2. Ringmoor Cottage (Gees Cross)
The location of Ringmoor Cottage was formerly known as Gees Cross
2a. Meavy and Cornwall
View from the track leading down from Ringmoor Cottage. The views include Meavy, Yelverton and Cornish Hills
2b. Meavy
Zoomed in view of Meavy
3a. Sunken Lane
A description in the Heritage Gateway describes that Smallacombe Farm is approached (from the south) by a sunken lane which descends from the Marchants Cross to Ringmoor Cottage track into the deep watercourse (Yeo Brook). This is where the author found the reference to Yeo Brook (which is also known as Smallacombe Lake). The lane bounds fields of Yeo Farm on the south side of the water course. Access to the farm would have been down the lane, then would have crossed the brook, rising on the opposite side of the gully, before entering what was formerly the farmyard.
3b. Sunken Lane
Access to Smallacombe Farm is no longer possible from this sunken lane as the path is blocked by fencing, barbed wire and gating. Just to the right of the metal gates shown in the picture is the ruin called ‘Snows or Smallacombe’.
4. Snows
The Apportionment for a small building to the south lists it as ‘Snows or Smallacombe’ where Field Number 365 is listed as ‘Waste’. The picture above is a zoomed in view of the building (access is not possible due to fencing). To get the picture the author used an unlocked gate near the location of the old Smallacombe Farm which leads down to Smallacombe Lake (or Yeo Brook). The Heritage Gateway describes the building as a probable dwelling house and it was two roomed. It is recorded as “Measuring 12.5m. by 4.3m internally, and is 0.6m. high, with roughly dressed slate slab walls 0.8m. thick, cut back into the slope to a depth of 2.7m. The farmstead and fields appear to be quite late and are certainly of post Medieval date”. Using the National Library of Scotland (side by side) maps the grid reference is SX55450 66716
5. Track at Smallacombe
One of the most discerning remains at Smallacombe is a rectangular stone (recorded as being 0.91 metres by 0.61 metres) and which may have been part of a wall or a boundary stone. Nearby, there is a clearly visible cart track, now entirely grassed over. The grass track passes through the former farmyard and heads up the hill. It is located approx. at the junction of the former ‘Lower Meadow’ and ‘Higher Meadow’ (as per the tithe map).
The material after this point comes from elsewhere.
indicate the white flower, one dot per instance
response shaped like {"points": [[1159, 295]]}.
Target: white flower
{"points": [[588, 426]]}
The Smallacombe Farm House appears to be cut into the slope to the north where a probable inner edge of the wall can be discerned
6b. Smallacombe Farmhouse
The former Smallacombe Farm House (according to the Tithe Map) was located at SX55426 66791
The former Smallacombe Farm Enclosure or Outbuilding (according to the Tithe Map) was located at SX55429 66777
8. Old Wheel
Possible piece of old farm machinery found in the ruins. It looked like a drum part of an old wheel
9a. Smallacombe General View
General view of the former Smallacombe Farm House and enclosure or outbuilding viewed from the east. The metal animal feeder seen in the photograph is clearly a relatively modern addition
9b. Smallacombe General View
General view of the former Smallacombe Farm House and enclosure or outbuilding viewed from the east from near the garden and the former field called Barn Park (tithe apportionment)
10a. Yeo Farm
Yeo Old Farm enroute to Smallacombe Lake consists of what looks like an unoccupied farmhouse, whihc is recorded on the Heritage Gateway and being now in use as shippon. It is dated from 1610.
10b. Yeo Farm
The Heritage Gateway records that “the house is likely to have been abandoned in the later 19th or early 20th century and the rooms of the front range were knocked into one room for use as a shippon with store above”.
10c. Yeo Farm
Of interest at Old Yeo Farm, the porch has an arched doorway with broad chamfer and square hoodmould. As can be seen in the pictures, carved in its spandrels is the date 1610 (on the right) and the initials ‘I. W. T’ (on the left). There is also a sundial above the porch.
11. Smallacombe Lake
Looking up (south east-ish) the Smallacombe Lake valley from the public path. Following the water course upstream, the remains of Smallacombe Farm can be located.